The wear resistance of the hammer element 270 may be increased by disposing a hardfacing material on an exterior surface thereof or covering the exterior surface with a hard surface coating.

FIG. 3 discloses another embodiment of a degradation pick 350 with a body 355 comprising a substantially conical frustum 360 and a hammer element 370 integral with and extending from the substantially conical frustum 360. In this embodiment, an impact face 372 of the hammer element 370 forms a substantially planar surface 377. In some embodiments, the substantially planar surface 377 forms generally right angles relative to first and second side faces 375.

Whereas the present invention has been described in particular relation to the drawings attached hereto, it should be understood that other and further modifications apart from those shown or suggested herein, may be made within the scope and spirit of the present invention.

Claims

1. A degradation pick, comprising:

a body comprising a hammer element integral with and extending from a substantially conical frustum in one radial direction;

a shank protruding from the body opposite a narrow end of the substantially conical frustum;

a super hard cutting element disposed on the narrow end of the substantially conical frustum; and

a block attached to an exterior of a rotatable drum, wherein the shank is disposed within a hole in the block;

wherein the hammer element comprises an impact face generally parallel to a tangent of the rotatable drum; a front face generally normal to the rotatable drum and facing in a direction of rotation of the rotatable drum; and first and second side faces generally normal to the rotatable drum and facing in opposite directions axially along the rotatable drum;

wherein the impact face rises from the first and second side faces to form a ridge extending from the front face to the substantially conical frustum.

2. The degradation pick of claim 1, wherein the hammer element and substantially conical frustum are formed of the same material.

3. The degradation pick of claim 1, wherein hardfacing material is disposed on an exterior surface of the hammer element.

4. The degradation pick of claim 1, wherein an exterior surface of the hammer element is covered with a hard surface coating.

5. The degradation pick of claim 1, wherein a radius of curvature of the impact face at the ridge is greater than 1.00 inch (25.4 mm).

6. The degradation pick of claim 1, wherein an angle between the ridge and a tapered sidewall of the substantially conical frustum is between 100 and 180 degrees.

7. The degradation pick of claim 1, further comprising a continuous transition between the hammer element and the substantially conical frustum.

8. The degradation pick of claim 7, wherein the continuous transition comprises a radius of curvature greater than 0.25 inches (6.35 mm).

9. The degradation pick of claim 1, wherein the substantially conical frustum comprises a tapered sidewall adjacent the narrow end and a constant sidewall adjacent an opposing broad end.

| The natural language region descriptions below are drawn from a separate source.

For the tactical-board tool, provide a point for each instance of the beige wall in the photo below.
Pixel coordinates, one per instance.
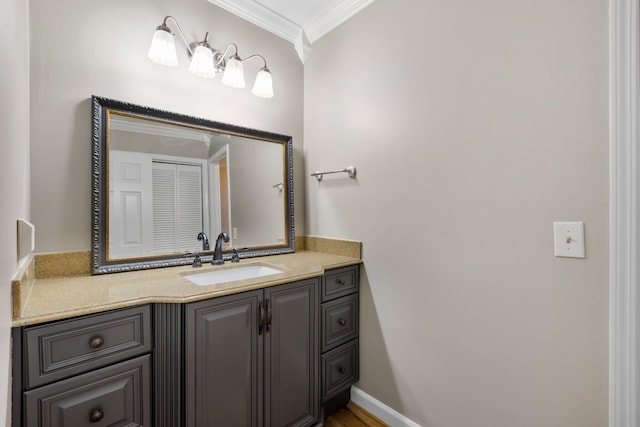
(84, 48)
(14, 168)
(474, 126)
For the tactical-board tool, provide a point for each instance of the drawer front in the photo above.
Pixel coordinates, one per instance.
(114, 396)
(339, 369)
(339, 321)
(340, 282)
(59, 350)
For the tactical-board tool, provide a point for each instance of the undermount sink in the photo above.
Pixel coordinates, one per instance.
(231, 274)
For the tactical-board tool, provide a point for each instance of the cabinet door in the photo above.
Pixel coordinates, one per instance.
(291, 354)
(223, 362)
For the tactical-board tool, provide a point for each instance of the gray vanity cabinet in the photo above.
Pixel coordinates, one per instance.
(252, 358)
(89, 371)
(340, 329)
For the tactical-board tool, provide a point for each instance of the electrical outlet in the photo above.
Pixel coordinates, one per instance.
(26, 238)
(568, 239)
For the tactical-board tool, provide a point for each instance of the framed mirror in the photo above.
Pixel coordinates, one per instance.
(165, 184)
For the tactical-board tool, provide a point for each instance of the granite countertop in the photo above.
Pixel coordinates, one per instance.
(42, 300)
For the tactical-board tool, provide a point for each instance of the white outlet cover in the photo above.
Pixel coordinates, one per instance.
(26, 238)
(568, 238)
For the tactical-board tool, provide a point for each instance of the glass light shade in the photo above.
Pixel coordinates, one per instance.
(233, 74)
(202, 62)
(163, 48)
(263, 86)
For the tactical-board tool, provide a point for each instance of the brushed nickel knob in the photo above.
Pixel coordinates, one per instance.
(96, 343)
(96, 416)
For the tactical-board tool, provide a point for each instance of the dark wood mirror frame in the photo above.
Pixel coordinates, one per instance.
(99, 209)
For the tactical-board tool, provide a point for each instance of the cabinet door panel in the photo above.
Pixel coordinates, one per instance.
(291, 377)
(224, 374)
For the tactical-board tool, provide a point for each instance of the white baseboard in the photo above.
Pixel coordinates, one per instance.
(380, 410)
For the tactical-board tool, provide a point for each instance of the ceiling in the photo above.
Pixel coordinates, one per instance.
(301, 22)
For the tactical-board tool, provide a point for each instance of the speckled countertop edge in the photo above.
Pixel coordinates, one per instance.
(43, 300)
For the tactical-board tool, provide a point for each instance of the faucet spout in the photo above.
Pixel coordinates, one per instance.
(217, 252)
(205, 240)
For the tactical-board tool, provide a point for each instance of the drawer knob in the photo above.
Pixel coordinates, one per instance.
(96, 416)
(96, 343)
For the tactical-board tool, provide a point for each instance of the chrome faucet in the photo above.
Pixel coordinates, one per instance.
(217, 252)
(205, 241)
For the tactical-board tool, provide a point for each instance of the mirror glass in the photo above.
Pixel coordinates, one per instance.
(160, 179)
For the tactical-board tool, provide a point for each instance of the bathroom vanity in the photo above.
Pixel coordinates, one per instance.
(158, 350)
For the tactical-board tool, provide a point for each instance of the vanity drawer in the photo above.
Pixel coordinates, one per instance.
(61, 349)
(339, 369)
(339, 321)
(339, 282)
(118, 395)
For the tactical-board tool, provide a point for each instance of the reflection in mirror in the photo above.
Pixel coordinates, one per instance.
(161, 179)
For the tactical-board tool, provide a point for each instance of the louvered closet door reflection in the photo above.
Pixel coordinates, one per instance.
(177, 207)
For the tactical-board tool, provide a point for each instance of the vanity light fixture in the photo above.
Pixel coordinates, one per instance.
(207, 61)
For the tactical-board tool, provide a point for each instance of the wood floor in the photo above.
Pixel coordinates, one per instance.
(353, 416)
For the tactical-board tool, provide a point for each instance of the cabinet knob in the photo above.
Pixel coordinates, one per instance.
(96, 416)
(96, 343)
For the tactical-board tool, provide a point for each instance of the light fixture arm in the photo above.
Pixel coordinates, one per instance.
(256, 55)
(184, 39)
(224, 54)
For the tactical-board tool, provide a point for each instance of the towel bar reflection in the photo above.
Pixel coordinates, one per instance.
(349, 170)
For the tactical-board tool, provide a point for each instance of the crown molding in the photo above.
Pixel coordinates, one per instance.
(302, 36)
(333, 17)
(263, 17)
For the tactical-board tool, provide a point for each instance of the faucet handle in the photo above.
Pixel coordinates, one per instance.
(197, 262)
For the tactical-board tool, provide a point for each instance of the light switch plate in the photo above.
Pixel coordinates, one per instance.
(568, 238)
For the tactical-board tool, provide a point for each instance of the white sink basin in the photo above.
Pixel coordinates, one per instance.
(231, 274)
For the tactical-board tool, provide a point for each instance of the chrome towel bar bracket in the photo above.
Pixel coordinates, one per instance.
(349, 170)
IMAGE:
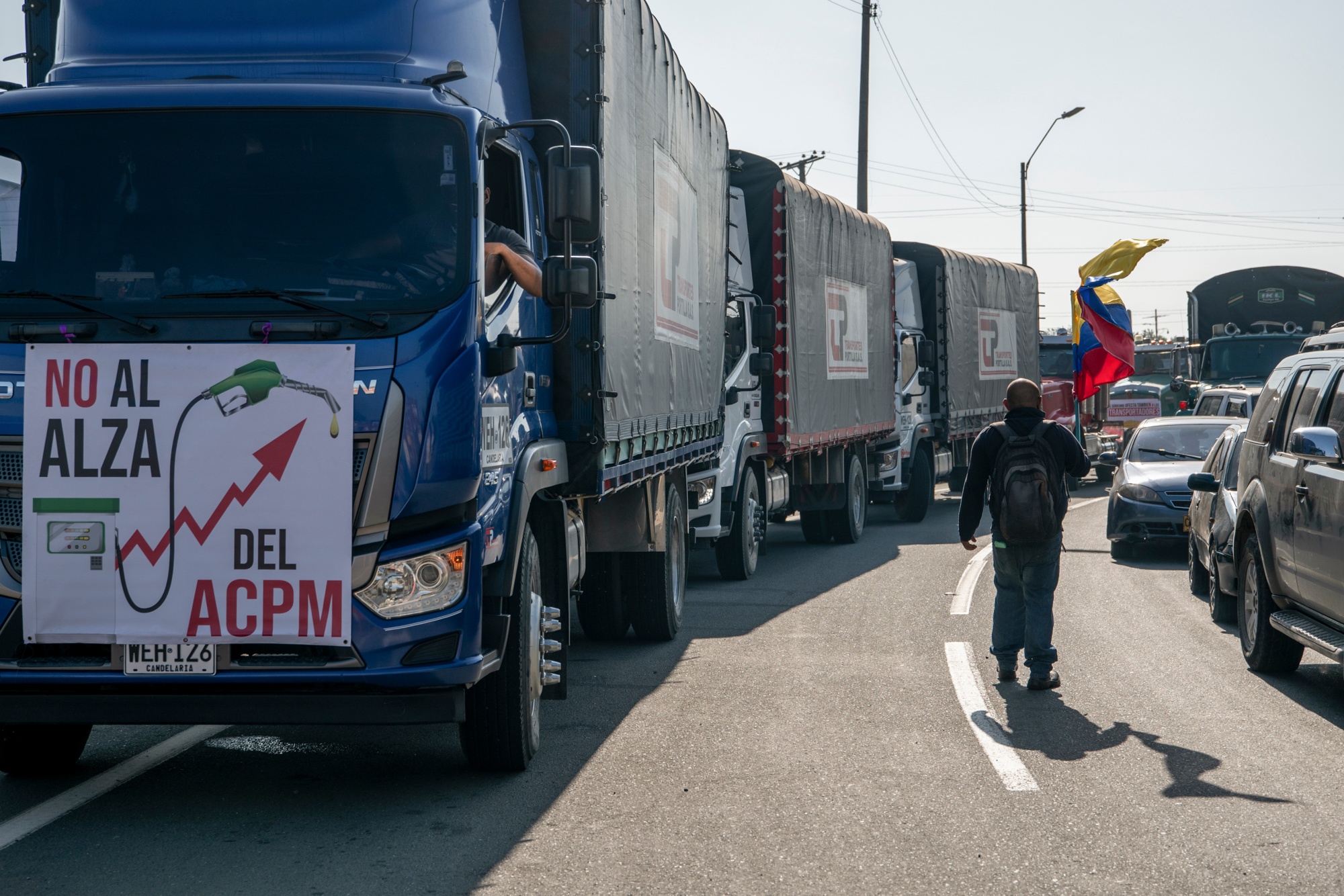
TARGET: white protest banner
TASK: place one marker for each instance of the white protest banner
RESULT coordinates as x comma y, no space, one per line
245,449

10. The degradation pick of claim 9, wherein a cross-sectional area of the broad end is at least 4 times as large as a cross-sectional area of the narrow end.

11. The degradation pick of claim 1, wherein a volume of the hammer element is between 10 and 20% of a volume of the body.

12. The degradation pick of claim 1, wherein the shank is offset from a central axis of the substantially conical frustum by an angle between 15 and 25 degrees.

13. The degradation pick of claim 1, wherein the hammer element, substantially conical frustum, and shank are formed of the same material.

14. The degradation pick of claim 1, wherein the hammer element, substantially conical frustum, and shank are cast together.